The Return From Obscurity Of Stephen Ireland
In the wake of a manic transfer deadline day that saw Andy Carroll join Liverpool for ?35 million and Fernando Torres join Chelsea for ?50 million, Stephen Ireland’s loan move to Newcastle from Aston Villa slipped under the radar.
It was the Irishman’s second move of the season having only joined Villa in the summer from Manchester City in a deal that took James Milner to Eastlands for ?24 million. The fact it was Ireland who was the makeweight showed just how times had changed.
In 2007 Ireland became the centre of controversy after leaving a Republic of Ireland training camp early. He cited the death of his grandmother as the reason for his departure, only for it to come out she was in fact alive and well. Claims it was a different grandparent were also found to be untrue.
He went on to have an average season netting four league goals in 33 games from midfield. Come 2008-09 season under Mark Hughes and playing along side Brazilian Robinho it all began to click for Ireland and he looked brilliant.
His passing was intelligent and defence splitting. He contributed 9 league goals, the best of which was a beautifully curled shot away to Hull City. His manager considered him vital to the team and he had cemented himself in the first eleven. The promising talent was beginning to come to fruition.
His problem however was the owners at Manchester City wanted instant gratification. As good as his performances were, the club still attempted to purchase AC Milan’s Kaka; a bid they intend to renew in the summer.
As the 2009-10 season began his chances became limited. With the sacking of Mark Hughes he faded back and found himself moving from the unlikely star man to bench warmer. When the chance of a move to Aston Villa came there was suggestions the player himself was not overly willing to move. His wage demands also made the deal difficult but with the 08-09 season still fresh in the mind, it made him seem like a snip at ?8 million.
In his early interviews for Aston Villa he spoke openly of the changes at Manchester City. References to ‘fancy watches’ and ostentatious accessories all seemed slightly hypocritical from the owner of a red and white Bentley Coupe. As the season began many waited with bated breath. Here was the playmaker Villa needed; they had a quality midfielder that could also chip in with goals.
In short his debut was a nightmare. Celebrating his 24th birthday he was deployed in central midfield as Villa were demolished 6-0 by Newcastle with his impact being minimal at best. It didn’t get much better after that and come December reports surfaced he had fallen out with manager Gérard Houllier. The former Lyon and Liverpool head coach confirmed on December 19 that Ireland was free to leave after a meeting with the player’s representatives.
A move further north to Celtic seemed most likely, with Neil Lennon’s side picking up the majority of his reported ?70 grand a week wages. That deal quickly fell flat and towards the end of the window rumors began circulating that a move north was back on this time with Newcastle United.
In a rather drawn out set of negotiations that finally concluded itself on deadline day, Ireland eventually moved to the Magpies. The supposed hold up was because Newcastle was unwilling to take over his wages until he was match fit.
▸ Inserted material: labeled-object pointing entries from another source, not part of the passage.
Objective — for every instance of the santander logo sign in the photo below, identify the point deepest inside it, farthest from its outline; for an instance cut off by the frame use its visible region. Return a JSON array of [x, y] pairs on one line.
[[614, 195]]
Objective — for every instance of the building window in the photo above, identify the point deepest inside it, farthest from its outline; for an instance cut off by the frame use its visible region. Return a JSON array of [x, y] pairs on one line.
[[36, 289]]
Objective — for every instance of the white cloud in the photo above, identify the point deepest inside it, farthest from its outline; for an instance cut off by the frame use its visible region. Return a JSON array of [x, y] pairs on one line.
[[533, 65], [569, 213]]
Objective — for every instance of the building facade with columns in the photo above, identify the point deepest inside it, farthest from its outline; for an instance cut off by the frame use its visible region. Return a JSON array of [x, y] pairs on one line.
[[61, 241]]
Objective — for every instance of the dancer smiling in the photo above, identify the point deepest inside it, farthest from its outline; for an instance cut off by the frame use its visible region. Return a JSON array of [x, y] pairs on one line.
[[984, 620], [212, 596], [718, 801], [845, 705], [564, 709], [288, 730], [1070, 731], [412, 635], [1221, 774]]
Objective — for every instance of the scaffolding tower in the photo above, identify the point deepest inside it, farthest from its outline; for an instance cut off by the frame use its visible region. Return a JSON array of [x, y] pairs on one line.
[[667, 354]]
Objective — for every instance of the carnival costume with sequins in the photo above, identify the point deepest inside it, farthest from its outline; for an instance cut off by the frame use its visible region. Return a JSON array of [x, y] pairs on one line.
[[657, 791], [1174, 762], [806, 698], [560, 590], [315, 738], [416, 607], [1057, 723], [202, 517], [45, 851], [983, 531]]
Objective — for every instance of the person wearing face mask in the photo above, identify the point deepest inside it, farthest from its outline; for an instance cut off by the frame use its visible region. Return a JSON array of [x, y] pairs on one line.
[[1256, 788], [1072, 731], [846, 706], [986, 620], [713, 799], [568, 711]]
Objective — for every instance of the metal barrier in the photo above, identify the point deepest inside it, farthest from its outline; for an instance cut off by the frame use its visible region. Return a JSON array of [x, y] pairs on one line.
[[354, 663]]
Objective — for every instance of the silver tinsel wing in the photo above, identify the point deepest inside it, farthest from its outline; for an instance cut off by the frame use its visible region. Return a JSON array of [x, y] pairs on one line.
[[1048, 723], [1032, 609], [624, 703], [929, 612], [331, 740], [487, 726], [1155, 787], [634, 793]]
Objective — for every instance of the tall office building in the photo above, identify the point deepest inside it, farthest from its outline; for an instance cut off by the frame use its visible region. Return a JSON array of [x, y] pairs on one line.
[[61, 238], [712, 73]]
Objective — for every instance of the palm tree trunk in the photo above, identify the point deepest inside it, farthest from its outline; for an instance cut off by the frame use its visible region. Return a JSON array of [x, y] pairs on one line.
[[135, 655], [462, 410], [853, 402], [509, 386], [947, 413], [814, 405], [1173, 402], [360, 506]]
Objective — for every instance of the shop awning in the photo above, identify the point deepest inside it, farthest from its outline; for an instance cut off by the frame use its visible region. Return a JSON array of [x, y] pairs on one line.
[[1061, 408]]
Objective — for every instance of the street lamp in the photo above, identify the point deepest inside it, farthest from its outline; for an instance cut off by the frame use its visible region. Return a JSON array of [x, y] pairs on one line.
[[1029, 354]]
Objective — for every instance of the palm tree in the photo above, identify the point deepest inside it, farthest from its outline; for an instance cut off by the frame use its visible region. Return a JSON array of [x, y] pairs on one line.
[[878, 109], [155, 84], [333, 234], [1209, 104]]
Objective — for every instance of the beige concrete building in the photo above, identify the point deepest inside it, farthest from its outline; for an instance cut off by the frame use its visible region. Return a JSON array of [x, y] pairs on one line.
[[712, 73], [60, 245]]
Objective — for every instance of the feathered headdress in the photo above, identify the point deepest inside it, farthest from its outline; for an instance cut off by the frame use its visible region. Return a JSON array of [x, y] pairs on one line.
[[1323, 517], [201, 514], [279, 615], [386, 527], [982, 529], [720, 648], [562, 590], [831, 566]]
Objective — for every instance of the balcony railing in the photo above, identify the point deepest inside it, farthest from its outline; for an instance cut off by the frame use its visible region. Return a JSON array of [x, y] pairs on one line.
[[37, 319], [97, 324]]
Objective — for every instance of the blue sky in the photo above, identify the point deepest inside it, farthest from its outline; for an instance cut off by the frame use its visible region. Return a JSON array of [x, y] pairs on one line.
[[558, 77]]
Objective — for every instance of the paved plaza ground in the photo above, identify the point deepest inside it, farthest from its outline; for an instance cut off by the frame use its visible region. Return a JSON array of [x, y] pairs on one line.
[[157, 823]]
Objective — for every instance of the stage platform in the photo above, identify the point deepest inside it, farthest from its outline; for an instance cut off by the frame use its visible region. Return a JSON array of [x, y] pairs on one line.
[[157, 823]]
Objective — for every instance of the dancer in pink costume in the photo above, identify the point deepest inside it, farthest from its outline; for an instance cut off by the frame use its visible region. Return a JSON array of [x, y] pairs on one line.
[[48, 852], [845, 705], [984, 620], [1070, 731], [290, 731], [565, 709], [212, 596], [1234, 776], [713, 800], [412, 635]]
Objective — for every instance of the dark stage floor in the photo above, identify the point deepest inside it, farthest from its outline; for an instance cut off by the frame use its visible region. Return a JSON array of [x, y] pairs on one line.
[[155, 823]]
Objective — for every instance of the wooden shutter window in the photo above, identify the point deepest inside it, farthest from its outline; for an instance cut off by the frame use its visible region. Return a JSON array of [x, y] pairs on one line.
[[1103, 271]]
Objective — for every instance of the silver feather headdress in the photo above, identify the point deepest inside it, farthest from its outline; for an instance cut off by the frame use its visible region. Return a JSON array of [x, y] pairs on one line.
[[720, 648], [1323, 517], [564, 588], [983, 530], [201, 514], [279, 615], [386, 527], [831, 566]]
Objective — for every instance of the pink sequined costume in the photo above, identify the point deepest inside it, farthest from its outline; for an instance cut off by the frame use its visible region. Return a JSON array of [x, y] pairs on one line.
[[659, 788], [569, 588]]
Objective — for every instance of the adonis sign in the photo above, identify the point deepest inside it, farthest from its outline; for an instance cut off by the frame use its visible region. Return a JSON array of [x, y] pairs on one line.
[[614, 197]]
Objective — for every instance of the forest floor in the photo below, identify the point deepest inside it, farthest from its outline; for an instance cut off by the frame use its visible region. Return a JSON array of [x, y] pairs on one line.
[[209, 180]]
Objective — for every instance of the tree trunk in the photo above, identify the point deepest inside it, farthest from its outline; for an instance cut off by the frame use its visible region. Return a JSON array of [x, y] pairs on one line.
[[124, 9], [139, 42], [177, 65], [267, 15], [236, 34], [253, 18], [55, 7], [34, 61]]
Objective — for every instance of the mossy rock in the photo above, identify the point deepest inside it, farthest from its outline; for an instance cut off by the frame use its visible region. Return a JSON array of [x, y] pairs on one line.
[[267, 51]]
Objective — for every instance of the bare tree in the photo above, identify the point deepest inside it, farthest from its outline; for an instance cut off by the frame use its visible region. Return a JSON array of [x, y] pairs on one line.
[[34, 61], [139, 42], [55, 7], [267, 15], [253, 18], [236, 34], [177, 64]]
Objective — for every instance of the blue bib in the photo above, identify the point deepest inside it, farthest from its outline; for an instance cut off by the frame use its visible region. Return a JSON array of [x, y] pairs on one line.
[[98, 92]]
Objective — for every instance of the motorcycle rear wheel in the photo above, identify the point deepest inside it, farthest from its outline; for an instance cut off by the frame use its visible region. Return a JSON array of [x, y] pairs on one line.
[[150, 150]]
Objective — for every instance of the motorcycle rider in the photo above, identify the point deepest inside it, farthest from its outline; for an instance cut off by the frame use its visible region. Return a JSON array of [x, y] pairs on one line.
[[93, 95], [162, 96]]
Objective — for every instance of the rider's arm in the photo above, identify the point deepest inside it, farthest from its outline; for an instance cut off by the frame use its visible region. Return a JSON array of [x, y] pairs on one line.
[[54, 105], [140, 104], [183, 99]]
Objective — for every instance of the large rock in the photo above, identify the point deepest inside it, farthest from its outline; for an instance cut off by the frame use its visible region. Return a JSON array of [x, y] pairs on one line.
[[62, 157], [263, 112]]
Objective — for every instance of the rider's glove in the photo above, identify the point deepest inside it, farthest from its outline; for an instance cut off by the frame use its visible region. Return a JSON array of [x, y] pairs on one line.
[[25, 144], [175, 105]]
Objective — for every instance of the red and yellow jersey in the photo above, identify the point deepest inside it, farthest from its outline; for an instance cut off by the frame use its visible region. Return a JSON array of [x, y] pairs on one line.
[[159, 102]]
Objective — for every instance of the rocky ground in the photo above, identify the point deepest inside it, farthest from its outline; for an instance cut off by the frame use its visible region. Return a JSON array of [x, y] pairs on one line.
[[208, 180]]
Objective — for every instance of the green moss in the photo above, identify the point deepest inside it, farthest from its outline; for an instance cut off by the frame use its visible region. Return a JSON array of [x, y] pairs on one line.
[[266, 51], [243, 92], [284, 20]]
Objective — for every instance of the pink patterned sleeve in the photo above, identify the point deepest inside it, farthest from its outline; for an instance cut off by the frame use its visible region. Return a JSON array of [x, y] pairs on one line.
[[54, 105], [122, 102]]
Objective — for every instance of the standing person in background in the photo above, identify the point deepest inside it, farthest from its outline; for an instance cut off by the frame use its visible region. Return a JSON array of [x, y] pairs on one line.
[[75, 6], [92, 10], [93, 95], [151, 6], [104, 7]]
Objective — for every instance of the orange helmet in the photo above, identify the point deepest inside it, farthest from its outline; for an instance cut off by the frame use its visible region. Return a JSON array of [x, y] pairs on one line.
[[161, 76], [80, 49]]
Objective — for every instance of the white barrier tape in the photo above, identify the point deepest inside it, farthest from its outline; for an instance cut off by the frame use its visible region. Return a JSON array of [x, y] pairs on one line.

Claims he is mentally fragile and requires a figurative arm around him means he can sometimes be a difficult player to man manage. His talent is unquestionable though and the early signs are positive.
A month into his stay on Tyneside he has yet to make an appearance but looks likely to play some part in the weekend’s game at home to Everton. He has already expressed his fondness of the region and in particular the Geordie people.
‘I’ve had a walk around the city, and the people here are so nice and polite.
They come up and shake your hand, and say “all the best here”.’
The move would seem a good one for the player. Newcastle’s success is built on a tight dressing room and good team spirit. If embraced by the squad’s big characters like Joey Barton and Kevin Nolan the sense of belonging he is seeking for may be found.
Of course with every element of optimism, a degree of pessimism counter balances it. A disgruntled character shoved from club to club may be inverted and stand offish. In a hard working side like Newcastle’s, can they accommodate the luxury player that is Stephen Ireland?
In truth Alan Pardew’s is likely to get his best results using Ireland in a more advanced position than the one he found himself in at Villa. In a 4-4-1-1 or 4-2-3-1 operating in the same way Mezut Ozil did for Germany in the World Cup. A roaming role should allow Ireland that freedom of expression that saw him flourish at Man City.
With a purchase option of around ?5 million at the end of his loan, a good few months with Newcastle could see the rejuvenation of Ireland’s career as Newcastle look to re-establish themselves in the Premier League.